"Hey! You’ve got Adult Swim in my Cartoon Network!"

This past year (2010 – seems like it was only a week ago!), Cartoon Network has expanded it’s Adult Swim program block an extra hour so that it now starts at 9PM (EST). Prior to this move, CN has altered it’s Monday night comedy block to feature animated shows which are only 15 minutes in length, which is actually only about 10 or 11 minutes without commercials. Among thse shows is a sketch comedy series based on MAD Magazine, simply titled MAD (which is more or less a G-rated version of AS’s Robot Chicken).

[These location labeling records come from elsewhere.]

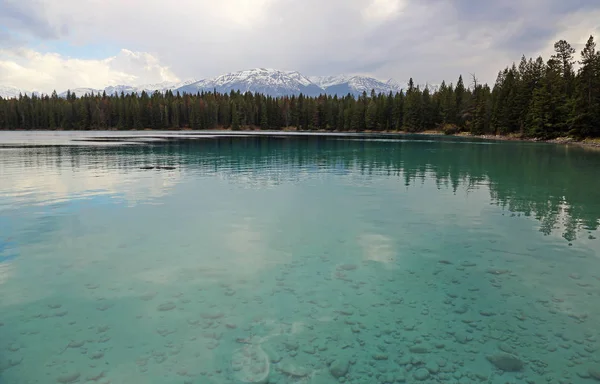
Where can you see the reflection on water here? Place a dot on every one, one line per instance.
(299, 260)
(555, 184)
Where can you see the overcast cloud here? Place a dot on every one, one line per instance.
(48, 44)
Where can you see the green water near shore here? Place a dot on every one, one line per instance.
(299, 260)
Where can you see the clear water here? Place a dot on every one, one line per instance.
(297, 259)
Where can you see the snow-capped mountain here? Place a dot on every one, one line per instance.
(355, 85)
(148, 88)
(272, 82)
(7, 92)
(259, 80)
(81, 91)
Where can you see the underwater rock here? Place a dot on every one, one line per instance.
(506, 362)
(432, 367)
(148, 296)
(339, 368)
(421, 374)
(294, 370)
(68, 378)
(212, 315)
(594, 373)
(419, 349)
(166, 307)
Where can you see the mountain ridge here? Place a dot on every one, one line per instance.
(268, 81)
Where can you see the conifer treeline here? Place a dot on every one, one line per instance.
(537, 98)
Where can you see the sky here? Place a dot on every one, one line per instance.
(50, 45)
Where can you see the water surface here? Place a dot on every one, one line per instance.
(297, 259)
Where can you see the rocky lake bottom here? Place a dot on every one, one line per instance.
(275, 272)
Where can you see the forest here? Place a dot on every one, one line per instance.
(535, 98)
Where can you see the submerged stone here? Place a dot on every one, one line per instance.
(339, 368)
(166, 307)
(68, 378)
(506, 362)
(421, 374)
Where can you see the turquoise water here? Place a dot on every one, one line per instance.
(297, 259)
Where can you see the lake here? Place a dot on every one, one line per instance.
(165, 257)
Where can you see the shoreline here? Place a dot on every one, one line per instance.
(585, 143)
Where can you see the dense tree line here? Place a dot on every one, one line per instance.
(535, 98)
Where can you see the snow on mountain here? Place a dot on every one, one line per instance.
(272, 82)
(259, 80)
(148, 88)
(7, 92)
(81, 91)
(343, 84)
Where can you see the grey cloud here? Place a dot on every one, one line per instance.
(430, 40)
(27, 16)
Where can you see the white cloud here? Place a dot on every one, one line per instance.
(428, 40)
(31, 70)
(575, 28)
(380, 10)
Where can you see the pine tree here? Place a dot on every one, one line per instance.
(586, 112)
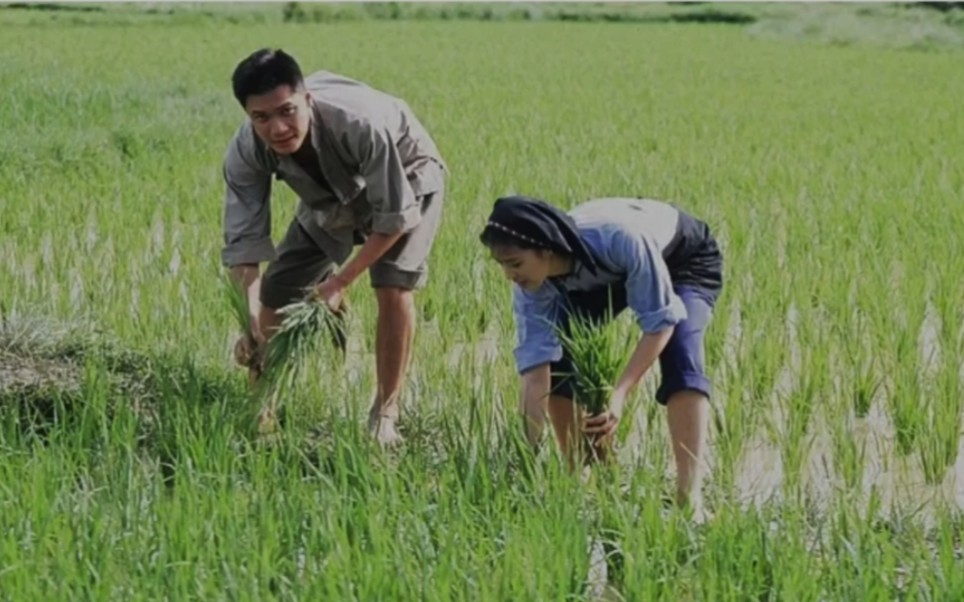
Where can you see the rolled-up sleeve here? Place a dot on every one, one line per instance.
(649, 288)
(394, 205)
(247, 208)
(535, 317)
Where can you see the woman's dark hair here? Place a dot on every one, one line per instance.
(493, 237)
(263, 71)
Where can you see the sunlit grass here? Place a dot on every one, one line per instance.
(828, 174)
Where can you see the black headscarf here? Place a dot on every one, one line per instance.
(538, 223)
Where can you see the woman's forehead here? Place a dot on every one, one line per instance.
(509, 252)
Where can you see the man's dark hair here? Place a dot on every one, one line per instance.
(263, 71)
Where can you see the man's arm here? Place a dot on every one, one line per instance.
(246, 220)
(248, 277)
(395, 207)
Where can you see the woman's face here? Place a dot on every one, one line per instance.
(528, 268)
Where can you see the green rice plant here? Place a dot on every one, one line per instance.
(238, 301)
(599, 350)
(301, 334)
(279, 365)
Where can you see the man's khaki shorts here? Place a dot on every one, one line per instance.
(302, 264)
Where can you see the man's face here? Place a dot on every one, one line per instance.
(528, 268)
(280, 118)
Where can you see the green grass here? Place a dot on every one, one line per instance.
(830, 174)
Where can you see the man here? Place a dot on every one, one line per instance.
(366, 172)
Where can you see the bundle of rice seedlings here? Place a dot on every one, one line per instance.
(238, 300)
(599, 351)
(279, 365)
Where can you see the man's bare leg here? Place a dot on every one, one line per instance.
(688, 415)
(393, 345)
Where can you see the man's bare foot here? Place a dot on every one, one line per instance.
(268, 422)
(383, 430)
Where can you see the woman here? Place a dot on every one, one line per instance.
(611, 253)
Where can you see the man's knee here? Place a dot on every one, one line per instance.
(392, 296)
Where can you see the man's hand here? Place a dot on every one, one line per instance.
(603, 426)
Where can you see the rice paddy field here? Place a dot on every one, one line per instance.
(831, 174)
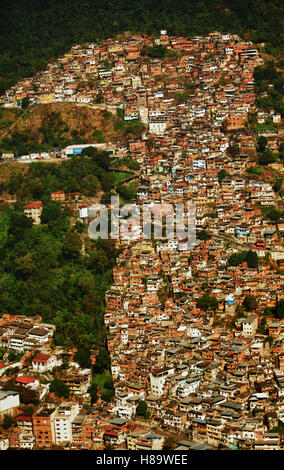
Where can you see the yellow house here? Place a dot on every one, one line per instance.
(47, 98)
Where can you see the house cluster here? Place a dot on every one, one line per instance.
(190, 333)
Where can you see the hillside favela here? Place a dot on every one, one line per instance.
(145, 343)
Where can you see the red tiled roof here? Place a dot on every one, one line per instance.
(24, 418)
(33, 205)
(24, 379)
(41, 358)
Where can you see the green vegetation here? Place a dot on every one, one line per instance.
(103, 382)
(207, 302)
(7, 422)
(43, 271)
(85, 175)
(59, 388)
(53, 134)
(142, 410)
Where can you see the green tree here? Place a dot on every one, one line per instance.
(59, 388)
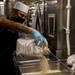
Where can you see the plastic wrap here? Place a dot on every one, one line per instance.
(27, 47)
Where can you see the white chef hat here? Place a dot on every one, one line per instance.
(22, 7)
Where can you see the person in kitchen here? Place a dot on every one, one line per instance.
(9, 28)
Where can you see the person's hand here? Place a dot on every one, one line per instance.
(39, 39)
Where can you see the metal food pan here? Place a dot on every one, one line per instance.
(29, 68)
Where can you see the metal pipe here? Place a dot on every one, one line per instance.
(68, 7)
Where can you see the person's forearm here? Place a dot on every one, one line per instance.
(15, 26)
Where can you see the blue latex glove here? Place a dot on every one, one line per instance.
(38, 38)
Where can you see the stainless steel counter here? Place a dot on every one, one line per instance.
(28, 67)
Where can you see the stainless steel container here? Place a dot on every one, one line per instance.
(8, 5)
(29, 67)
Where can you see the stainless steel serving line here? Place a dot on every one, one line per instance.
(31, 64)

However, for reasons which I will go into later, The 2 main new shows which follow in this vein are the ones that we’ll be focusing on here: Regular Show and Robotomy.

 

Above: the cast of Regular Show (clockwise from the left): Skips, Benson, Mordecai, Rigby and Pops

 

robotomy_561

The main characters of Robotomy: Thrasher (left) and Blastus (right)

 

IMHO, Regular Show is the better of the 2 (in fact, I’d go so far to say that RS is Cartoon Network’s best new series of 2010. I like RS even better than Genndy Tartakofsky’s Sym-Biotic Titan. Yeah, I said that.), although Robotomy has it’s moments.

Regular Show, whose title is meant to be sarcastic, centers on a pair of 23-year-old slackers who work at a public park and also live on the premises, Mordecai (voiced by series creator J.G. Quintel) and Rigby, who also happen to be a 6-foot-tall blue jay and a raccoon. Mordecai is the more laid back and (only slightly) more responsible of the 2, while Rigby is excitable, impulsive and all about instant gratification (Rigby, in fact, reminds me a little of Max from Sam & Max). The park’s supervisor is a cranky, living gumball machine named Benson, who frequently chastises the dudes for being the lazy slackers that they are. The park’s owner is an incredibly naive and old-world lollipop man called Pops. Pops is the boss of all the main characters but he’s so incredibly clueless that he’s totally dependent on Benson to run things at the park. Pops likes Mordecai and Rigby, which is the only reason why Benson hasn’t fired them yet. Other park employees at the park include it’s groundskeeper, a yeti names Skips (voiced by Mark Hammil), so named because he always skips around rather than walking or running, who usually looks angry but is usually the one who helps out Rigby and Mordecai when they mess things up. A stupid, pale-green abnormally strong goon named Muscle Man, who falls very firmly into the modern day “bro” archetype, and his buddy High-Five Ghost, a Pac Man lookalike ghost with a single hand protruding from his head complete the main cast. In every episode, a regular mundane activity evolved into a world threatening crisis involving such elements as time travel, gods and floating demon heads. RS is a basically Clerks meets Megas XLR with some traces of Rocko’s Modern Life thrown in for good measure.

Robotomy, meanwhile, takes place on a strange planet known as Insanus in which it’s main inhabitants are violent killer robots whose sole purpose for existing is to break, kill and maim each other for no apparent reason. It’s main characters are a pair of high school student robots named Thrasher (voiced by Patton Oswalt) and Blastus (voiced by Fat Guy Stuck in Intenet’s John Gemberling), who are the misfits of their society because they harbor feelings of warmth and compassion.

What’s even more interesting than the shows themselves is the content of the shows. On Regular Show, for example, the characters are allowed to use words such as “crap”, “pissed”, and “hell”. One episode of Robotomy features an allusion to masturbation. The content isn’t anything really over-the-top, but it’s more daring than anything that’s aired on CN to date. While, MAD is decidedly and consciously aimed at kids, largely because of restrictions imposed by the network over what can and can’t be parodied on the show, RS and R seem more like they were originally intended to air on Adult Swim, but were inexplicably sent to CN for some unknown reason, and it’s almost a shame that R and RS aren’t given a run on AS, as both shows would fit in with AS rather well and both would be a welcome change of pace from the endless stream of Family Guy and Robot Chicken reruns. Don’t get me wrong. I still watch and enjoy Robot Chicken; the sketches aren’t all winners, but it’s good when it has a good concept, but AS has been running RC at 12 for what seems like an eternity now. I’d settle for Willams Street realizing that “adult” isn’t synonymous with “crude, sexist, frat boy/stoner humor”.